Francavilla, il ragionier De Franco ne ha combinata un’altra delle sue: dette dei “mafiosi” su facebook a Curto e Vitali senza averne le prove, e il giudice alla fine ha condannato pesantemente lui. Ecco le motivazioni della sentenza.
Sedici. E’ il numero di pagine contenenti le motivazioni della sentenza con la quale lo scorso 20 luglio il giudice del tribunale di Brindisi Ambrogio Colombo ha condannato il sindacalista francavillese del Mab Antonio De Franco per “diffamazione” nei confronti dell’ex senatore Euprepio Curto difeso dall’avvocato Domenico Attanasi e dell’ex deputato Luigi Vitali. Dell’esito del processo abbiamo già parlato in questo articolo. De Franco è stato condannato a versare a Curto e Vitali 10mila euro a testa quale risarcimento per il danno loro arrecato, per aver scritto nel gruppo Facebook “Francavilla Vistadame” le seguenti frasi: “Vitali e Curto ed altri capetti erano amici dei criminali. Per chi votava la frangia francavillese della Scu? Per me?”.
Oggi, a due mesi di distanza dal dispositivo, arrivano anche le motivazioni che spiegano le ragioni che hanno indotto il magistrato a condannare De Franco pure con una multa di 900 euro.
Il provvedimento ripercorre, nelle 16 pagine, le fasi del procedimento penale, dalla querela sporta dai due ex parlamentari nel marzo 2013, fino al suo epilogo, soffermandosi a lungo su quelle pieghe della giurisprudenza che acclarano come Facebook e i vari social network siano a tutti gli effetti delle “piazze” sì “immateriali”, ma abitate e frequentate da centinaia, migliaia, milioni se non miliardi di utenti, dove un insulto, un’offesa, una diffamazione, restano tali anche se virtuali, e come tali vanno trattate.

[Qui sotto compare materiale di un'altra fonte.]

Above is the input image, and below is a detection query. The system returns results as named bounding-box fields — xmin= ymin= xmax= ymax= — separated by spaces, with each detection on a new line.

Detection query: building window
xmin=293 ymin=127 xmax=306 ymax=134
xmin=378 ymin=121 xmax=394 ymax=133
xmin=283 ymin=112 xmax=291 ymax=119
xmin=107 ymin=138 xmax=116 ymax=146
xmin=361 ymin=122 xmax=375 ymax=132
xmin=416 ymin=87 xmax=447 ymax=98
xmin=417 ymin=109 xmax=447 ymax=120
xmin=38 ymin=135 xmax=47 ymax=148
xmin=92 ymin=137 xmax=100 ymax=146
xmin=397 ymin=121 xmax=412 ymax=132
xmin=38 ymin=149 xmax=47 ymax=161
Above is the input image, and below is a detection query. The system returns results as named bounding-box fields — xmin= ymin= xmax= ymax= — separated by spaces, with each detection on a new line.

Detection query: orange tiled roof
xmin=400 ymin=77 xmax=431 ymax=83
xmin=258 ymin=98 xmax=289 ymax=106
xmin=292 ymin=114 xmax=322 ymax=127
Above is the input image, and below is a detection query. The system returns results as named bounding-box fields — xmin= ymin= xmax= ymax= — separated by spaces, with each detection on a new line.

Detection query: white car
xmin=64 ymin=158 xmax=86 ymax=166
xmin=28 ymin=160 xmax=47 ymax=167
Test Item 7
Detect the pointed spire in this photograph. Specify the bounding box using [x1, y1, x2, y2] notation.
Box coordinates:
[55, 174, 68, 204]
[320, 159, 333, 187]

C’è un passaggio però fondamentale per comprendere le ragioni della condanna di De Franco. Posto che accusare dei cittadini di connivenza con la mafia senza poi portare seco le prove è diffamazione, De Franco ha cercato di difendersi nel processo sostenendo di non aver scritto lui quelle frasi. Una posizione che avrebbe potuto avere anche un senso, e perfino riscontro con la realtà. Non sarebbe stato infatti il primo caso di “identità rubata”, né l’ultimo. Ma per il giudice non è questo il caso.
“Non risulta che in seno a tale dibattito – scrive il giudice – il De Franco, nella immediatezza dei fatti abbia mai negato di essere l’autore dello stesso e/o lamentato di aver subito furto di identità in relazione al proprio profilo Facebook, né risultano denunce nelle apposite sedi”. “Nemmeno risulta – si legge ancora nella sentenza – che egli abbia mai preso le distanze dal messaggio ‘incriminato’ e dal suo contenuto. Anzi sono stati portati all’attenzione del tribunale elementi di sostegno totalmente opposto”. Tra questi, articoli di stampa nei quali De Franco afferma che lo scopo della querela di Curto e Vitali era quello di “mettere a tacere le voci libere”.

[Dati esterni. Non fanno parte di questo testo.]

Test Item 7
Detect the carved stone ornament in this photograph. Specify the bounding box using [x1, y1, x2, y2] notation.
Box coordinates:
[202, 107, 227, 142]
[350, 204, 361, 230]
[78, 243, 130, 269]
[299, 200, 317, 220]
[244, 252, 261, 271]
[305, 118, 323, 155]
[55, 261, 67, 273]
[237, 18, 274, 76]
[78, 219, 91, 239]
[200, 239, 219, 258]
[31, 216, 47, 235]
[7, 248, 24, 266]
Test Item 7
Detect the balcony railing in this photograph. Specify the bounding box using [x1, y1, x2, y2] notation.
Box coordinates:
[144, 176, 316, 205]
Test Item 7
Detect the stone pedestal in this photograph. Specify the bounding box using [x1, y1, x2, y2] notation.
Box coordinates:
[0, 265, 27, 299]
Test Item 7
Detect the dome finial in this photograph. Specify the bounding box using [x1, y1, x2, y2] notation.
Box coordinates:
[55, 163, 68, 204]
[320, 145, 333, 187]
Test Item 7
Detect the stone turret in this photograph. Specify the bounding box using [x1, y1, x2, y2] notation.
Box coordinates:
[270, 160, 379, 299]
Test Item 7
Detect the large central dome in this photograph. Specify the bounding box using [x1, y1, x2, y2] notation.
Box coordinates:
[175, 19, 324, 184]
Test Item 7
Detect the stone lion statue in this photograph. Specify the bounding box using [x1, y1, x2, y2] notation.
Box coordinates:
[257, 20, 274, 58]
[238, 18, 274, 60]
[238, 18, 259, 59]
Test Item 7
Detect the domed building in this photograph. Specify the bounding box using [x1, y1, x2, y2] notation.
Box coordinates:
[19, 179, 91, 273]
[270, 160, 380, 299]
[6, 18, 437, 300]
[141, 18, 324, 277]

Fino all’ennesimo post di conferma di De Franco: “I fatti specifici attribuiti ai signori che si sono lagnati con la querela sono una realtà, un dato di fatto della vita politico amministrativa francavillese dalla metà degli ’90 al 2010”. Insomma, la scusa del “non sono stato io”, strategia successiva all’invocazione della libertà di pensiero, non ha retto. Di qui la condanna.

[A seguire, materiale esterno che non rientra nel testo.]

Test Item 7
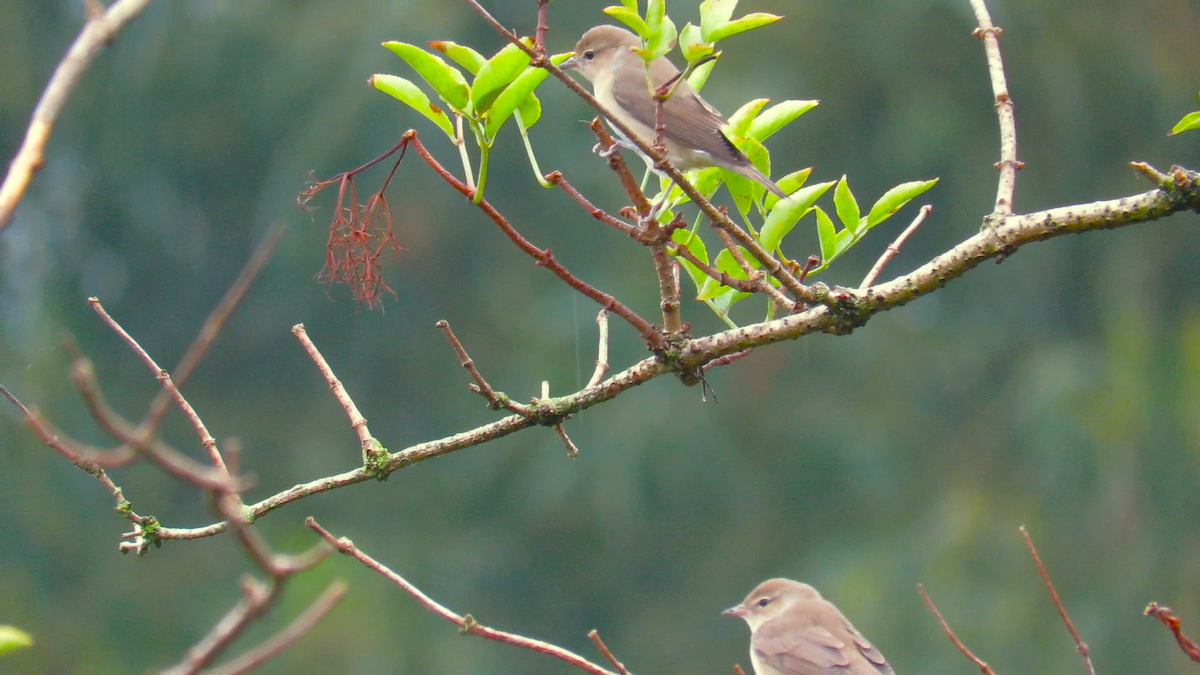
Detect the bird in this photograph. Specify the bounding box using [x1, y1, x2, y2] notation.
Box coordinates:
[721, 579, 895, 675]
[562, 25, 787, 199]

E a nulla è valso neppure il tentativo di ribaltare il piano accusatorio da parte dello stesso sindacalista: la sua querela per calunnia nei confronti di Curto e Vitali ha sortito, infatti, un’immediata archiviazione.
Ora a De Franco toccherà metter mano al portafogli e, se riterrà, darsi per il futuro una regolata, quanto meno racimolando prima le prove a supporto di suoi insulti, tesi, j’accuse spesso e volentieri infondati o farneticanti.